All that, just a two hour drive from Buffalo.

“People here believe they can create a world-beating company,” Plunkett said

The region’s growth is especially impressive because it survived the near-collapse of Blackberry, a onetime leader in smartphones which once had nearly 20,000 employees throughout the world but is down to around 6,000, according to the company’s most recent annual statement. That includes thousands of job cuts in Waterloo, but by the time Blackberry starting trending downward, the region’s momentum was too strong to stop.

The heart of the scene is an old industrial building in downtown Kitchener which became Communitech’s headquarters in 2010, after a roughly $100 million renovation funded by government and private money. The Communitech Hub now encompasses more than 50,000- square feet, offering everything from easy-access co-working memberships and leasable offices to high-pedigree incubator and accelerator programs (Buffalo-based law firm Phillips Lytle LLP has had an office there since 2011).
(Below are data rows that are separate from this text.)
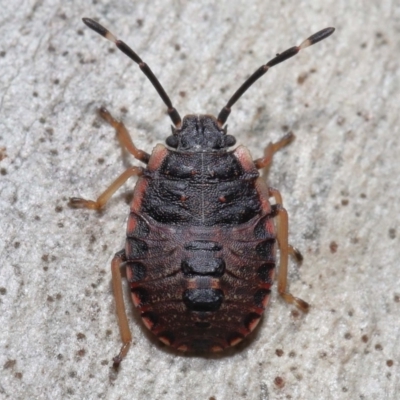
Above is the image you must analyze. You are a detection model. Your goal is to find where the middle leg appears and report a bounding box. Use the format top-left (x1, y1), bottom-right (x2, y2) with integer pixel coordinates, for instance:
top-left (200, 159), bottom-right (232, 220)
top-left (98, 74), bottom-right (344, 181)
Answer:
top-left (268, 188), bottom-right (310, 312)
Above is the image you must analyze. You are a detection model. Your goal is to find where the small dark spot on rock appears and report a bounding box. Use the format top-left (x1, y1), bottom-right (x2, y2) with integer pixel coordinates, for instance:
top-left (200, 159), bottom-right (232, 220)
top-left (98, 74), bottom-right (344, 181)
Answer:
top-left (329, 241), bottom-right (339, 254)
top-left (291, 310), bottom-right (300, 318)
top-left (336, 115), bottom-right (346, 126)
top-left (281, 125), bottom-right (290, 132)
top-left (3, 360), bottom-right (17, 369)
top-left (275, 349), bottom-right (284, 357)
top-left (274, 376), bottom-right (285, 389)
top-left (297, 72), bottom-right (308, 85)
top-left (76, 349), bottom-right (86, 357)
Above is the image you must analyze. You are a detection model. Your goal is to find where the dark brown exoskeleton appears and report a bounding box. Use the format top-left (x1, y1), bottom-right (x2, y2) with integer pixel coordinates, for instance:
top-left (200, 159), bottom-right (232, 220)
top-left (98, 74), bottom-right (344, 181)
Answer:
top-left (70, 18), bottom-right (334, 366)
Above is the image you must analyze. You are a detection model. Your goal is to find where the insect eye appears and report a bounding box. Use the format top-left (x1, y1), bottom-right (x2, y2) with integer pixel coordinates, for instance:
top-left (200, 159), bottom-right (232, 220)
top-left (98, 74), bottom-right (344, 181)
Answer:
top-left (225, 135), bottom-right (236, 147)
top-left (165, 136), bottom-right (178, 149)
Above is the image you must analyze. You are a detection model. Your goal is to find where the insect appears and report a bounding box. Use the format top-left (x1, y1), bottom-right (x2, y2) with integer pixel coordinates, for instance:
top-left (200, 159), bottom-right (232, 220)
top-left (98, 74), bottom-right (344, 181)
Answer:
top-left (69, 18), bottom-right (334, 366)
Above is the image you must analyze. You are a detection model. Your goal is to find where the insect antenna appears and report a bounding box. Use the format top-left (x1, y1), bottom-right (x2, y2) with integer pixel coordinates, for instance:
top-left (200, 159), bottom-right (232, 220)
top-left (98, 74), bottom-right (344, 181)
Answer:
top-left (82, 18), bottom-right (182, 128)
top-left (217, 28), bottom-right (335, 127)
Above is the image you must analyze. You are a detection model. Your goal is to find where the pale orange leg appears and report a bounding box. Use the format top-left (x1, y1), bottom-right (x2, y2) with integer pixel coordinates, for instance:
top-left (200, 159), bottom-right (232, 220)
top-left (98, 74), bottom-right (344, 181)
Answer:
top-left (68, 167), bottom-right (143, 210)
top-left (254, 132), bottom-right (295, 169)
top-left (268, 188), bottom-right (310, 312)
top-left (99, 107), bottom-right (150, 164)
top-left (111, 250), bottom-right (132, 368)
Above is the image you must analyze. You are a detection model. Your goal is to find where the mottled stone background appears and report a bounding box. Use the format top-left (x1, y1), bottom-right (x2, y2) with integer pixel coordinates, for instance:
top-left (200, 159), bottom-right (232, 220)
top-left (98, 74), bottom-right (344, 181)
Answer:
top-left (0, 0), bottom-right (400, 400)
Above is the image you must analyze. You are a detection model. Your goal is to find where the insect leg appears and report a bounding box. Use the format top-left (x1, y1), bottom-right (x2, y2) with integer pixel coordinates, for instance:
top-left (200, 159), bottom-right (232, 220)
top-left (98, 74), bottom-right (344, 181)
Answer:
top-left (99, 107), bottom-right (150, 164)
top-left (68, 167), bottom-right (143, 210)
top-left (254, 132), bottom-right (295, 169)
top-left (111, 250), bottom-right (132, 368)
top-left (268, 188), bottom-right (310, 312)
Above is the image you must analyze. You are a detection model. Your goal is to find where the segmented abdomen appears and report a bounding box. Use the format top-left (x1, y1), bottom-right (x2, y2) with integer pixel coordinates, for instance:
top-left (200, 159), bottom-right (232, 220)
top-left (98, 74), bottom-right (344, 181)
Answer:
top-left (125, 148), bottom-right (275, 351)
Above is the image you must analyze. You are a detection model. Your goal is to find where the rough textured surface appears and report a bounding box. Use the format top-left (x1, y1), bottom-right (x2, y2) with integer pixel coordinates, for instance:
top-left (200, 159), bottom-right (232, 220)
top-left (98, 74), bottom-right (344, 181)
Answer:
top-left (0, 0), bottom-right (400, 400)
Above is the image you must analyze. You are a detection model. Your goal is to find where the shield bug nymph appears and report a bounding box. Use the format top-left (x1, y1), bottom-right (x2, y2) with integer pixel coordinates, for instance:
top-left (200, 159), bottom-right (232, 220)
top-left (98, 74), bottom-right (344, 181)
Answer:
top-left (69, 18), bottom-right (334, 366)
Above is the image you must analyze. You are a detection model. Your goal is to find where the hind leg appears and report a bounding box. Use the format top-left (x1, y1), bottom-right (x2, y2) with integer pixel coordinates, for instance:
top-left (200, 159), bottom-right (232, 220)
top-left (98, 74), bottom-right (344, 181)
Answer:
top-left (111, 250), bottom-right (132, 368)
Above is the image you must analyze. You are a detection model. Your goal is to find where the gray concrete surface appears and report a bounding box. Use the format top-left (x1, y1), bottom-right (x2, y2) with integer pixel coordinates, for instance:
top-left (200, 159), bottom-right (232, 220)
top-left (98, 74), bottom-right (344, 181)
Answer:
top-left (0, 0), bottom-right (400, 400)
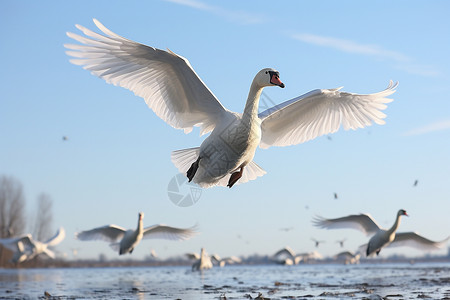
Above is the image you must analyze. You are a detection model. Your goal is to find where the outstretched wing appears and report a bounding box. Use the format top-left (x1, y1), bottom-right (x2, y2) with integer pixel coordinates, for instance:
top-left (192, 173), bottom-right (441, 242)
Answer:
top-left (143, 225), bottom-right (197, 240)
top-left (313, 214), bottom-right (380, 235)
top-left (64, 19), bottom-right (232, 134)
top-left (388, 232), bottom-right (450, 251)
top-left (75, 225), bottom-right (126, 243)
top-left (45, 227), bottom-right (66, 247)
top-left (259, 81), bottom-right (398, 148)
top-left (0, 234), bottom-right (34, 252)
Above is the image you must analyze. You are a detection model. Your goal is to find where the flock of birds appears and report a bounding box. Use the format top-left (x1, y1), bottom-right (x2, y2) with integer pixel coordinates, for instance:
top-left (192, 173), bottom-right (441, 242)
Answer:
top-left (0, 19), bottom-right (448, 270)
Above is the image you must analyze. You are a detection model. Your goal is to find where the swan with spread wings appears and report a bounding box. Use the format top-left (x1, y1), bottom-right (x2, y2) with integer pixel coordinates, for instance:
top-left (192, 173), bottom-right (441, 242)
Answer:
top-left (65, 19), bottom-right (397, 188)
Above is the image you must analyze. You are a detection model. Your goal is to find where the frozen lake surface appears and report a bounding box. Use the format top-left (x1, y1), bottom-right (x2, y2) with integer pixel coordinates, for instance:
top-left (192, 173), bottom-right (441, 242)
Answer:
top-left (0, 263), bottom-right (450, 300)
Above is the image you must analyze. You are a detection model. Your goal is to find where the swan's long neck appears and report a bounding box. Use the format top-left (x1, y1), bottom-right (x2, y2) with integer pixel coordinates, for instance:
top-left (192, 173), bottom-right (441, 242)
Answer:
top-left (242, 80), bottom-right (263, 121)
top-left (136, 216), bottom-right (144, 235)
top-left (388, 215), bottom-right (401, 234)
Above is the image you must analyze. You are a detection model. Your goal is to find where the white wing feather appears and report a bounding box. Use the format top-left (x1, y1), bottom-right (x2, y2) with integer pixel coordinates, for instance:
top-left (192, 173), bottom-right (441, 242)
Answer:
top-left (313, 214), bottom-right (380, 235)
top-left (64, 19), bottom-right (228, 134)
top-left (143, 225), bottom-right (197, 240)
top-left (259, 81), bottom-right (398, 148)
top-left (75, 225), bottom-right (126, 243)
top-left (388, 232), bottom-right (450, 250)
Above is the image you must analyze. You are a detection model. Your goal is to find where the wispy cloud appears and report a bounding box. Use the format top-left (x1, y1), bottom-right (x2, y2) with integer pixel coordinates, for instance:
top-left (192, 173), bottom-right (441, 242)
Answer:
top-left (292, 33), bottom-right (410, 61)
top-left (291, 33), bottom-right (440, 77)
top-left (405, 120), bottom-right (450, 136)
top-left (165, 0), bottom-right (264, 24)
The facility includes enterprise space where some of the world’s most recognizable corporate names, such as Canon Inc. and Canadian Tire, employ R&D teams to work on new products. Google opened a major engineering office on the building’s second floor, and its operation has grown so much that Google is now building its own building nearby. D2L Corp.’s headquarters are also in the building.

It’s an impressive convergence that’s been widely recognized by the popular media. A recent story by The Globe and Mail was titled, “Startup city: The high-tech fever reshaping KitchenerWaterloo and all taking place near a $790 million transportation project that includes light rail through Kitchener and Waterloo – with a federal proposal to connect the system to Toronto’s light rail system.

But Plunkett said challenges do exist for the region’s startup scene as it looks toward the next stage in that evolution. In particular, Communitech is looking to move some of the energy from its facility into the rest of downtown Kitchener, where there are several recent condo projects but which hasn’t yet seen the dramatic impact one would expect from an internationally prominent entrepreneurial scene.

As its companies have grown in prominence and gained funding, Communitech has also found itself competing to keep its companies from moving to venture capital meccas such as Silicon Valley. It recently repositioned an accelerator program, now called Communitech Rev, to serve more mature funded companies.

“It’s exciting” Plunkett said of the atmosphere in Kitchener. “But there’s quite a lot more that we can do.”